Configuration file
The configuration file is necessary to specify where the pipeline can find the input files that it needs for a proper execution. An example for a ready-to-use config.yml is presented during the tutorial of the pipeline. Below is a table with currently implemented options, exemplary parameters, and a corresponding description for each field.
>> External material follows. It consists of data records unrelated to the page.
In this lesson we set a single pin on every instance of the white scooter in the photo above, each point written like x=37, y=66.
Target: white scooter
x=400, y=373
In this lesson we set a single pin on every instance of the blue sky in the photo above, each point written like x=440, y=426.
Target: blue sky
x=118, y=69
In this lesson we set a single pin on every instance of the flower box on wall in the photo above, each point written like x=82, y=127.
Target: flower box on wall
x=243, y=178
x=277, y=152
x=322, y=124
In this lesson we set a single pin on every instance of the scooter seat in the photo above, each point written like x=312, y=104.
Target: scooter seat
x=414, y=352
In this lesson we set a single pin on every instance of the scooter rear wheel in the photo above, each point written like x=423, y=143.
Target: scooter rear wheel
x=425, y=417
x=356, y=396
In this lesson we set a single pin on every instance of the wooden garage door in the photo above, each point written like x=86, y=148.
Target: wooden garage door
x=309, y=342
| Parameter | Exemplary value | Description |
|---|---|---|
experiment |
tutorial |
Name of the experiment. |
samples |
S1: /path/to/S1.bam S2: /path/to/S2.bam |
Paths to BAM files for the samples. Each sample should have its file path defined. |
processing_dir |
/path/to/outdir |
Directory where output files will be saved. |
threads |
10 |
Number of threads to be used for the execution. Increasing this value will mainly speed up minimap2 and BLASTN, as these are the computationally heaviest steps. If your number of insertion sites is low, the pipeline will already be very fast. |
insertion_fasta |
/path/to/construct.fa |
Path to the construct sequence file in FASTA format. |
blastn_db |
/path/to/blastNdb |
BLASTN database for reference nucleotides to check matches with the insertion sequence. If the insertion sequence contains reference genome parts, the matches here are needed to evaluate the true positive detections. |
splitmode |
Buffer, Split, or Join |
Mode used for processing reads based on the insertion:
|
fragment_size |
100 |
Size of fragments (in bp) for splitting sequences. Fragments of this size will be used to construct the BLASTN database of the insertion sequence. |
bridging_size |
300 |
Acceptable gap size (in bp) before splitting the longest consecutive interval. It is recommended to customize this parameter according to the underlying read quality and insertion length. |
MinLength |
1 |
Minimum read length (in bp) for BLASTN matches processing. |
MAPQ |
10 |
Minimum mapping quality score for reads. Filtering is applied after the modification of the reads with insertions. |
MinInsertionLength |
500 |
Minimum length (in bp) of insertions to be detected. This is dependent on the respective insertion and potentially its matches with the reference genome. |
ref_genome_ctrl |
/path/to/ref.fa |
Reference genome file in FASTA format. |
annotate_{key} |
/path/to/annotate_{key}.bed |
Only required for functional_genomics. Sorted annotation file in BED6 format. Four columns (chr, start, stop, id) must be provided. If less than six columns are provided, the empty columns are filled with .. If more than six columns are provided, these are discarded. Several annotation files can be provided via separate lines in the config. |
detection |
rules/detection.smk |
Snakemake rule file for the detection and localization of insertions. |
quality_control |
rules/qc.smk |
Snakemakerule file for the quality control of reads and insertions. |
functional_genomics |
rules/functional_genomics.smk |
Optional Snakemake rule file for the functional annotation of insertions on the genome level. |
base_modifications |
rules/base_modifications.smk |
Optional Snakemake rule file for the generation of base modification tables from the modbam (MM/ML) tag. Requires MM/ML tags. |
Info
The parameter blastn_db is optional but recommended for the comparison of insertion_fasta to a healthy reference database.
Note
Custom rules can be added to the config in the same way as the standard rules listed above. Their output, however, needs to be defined additionlly in the Snakefile.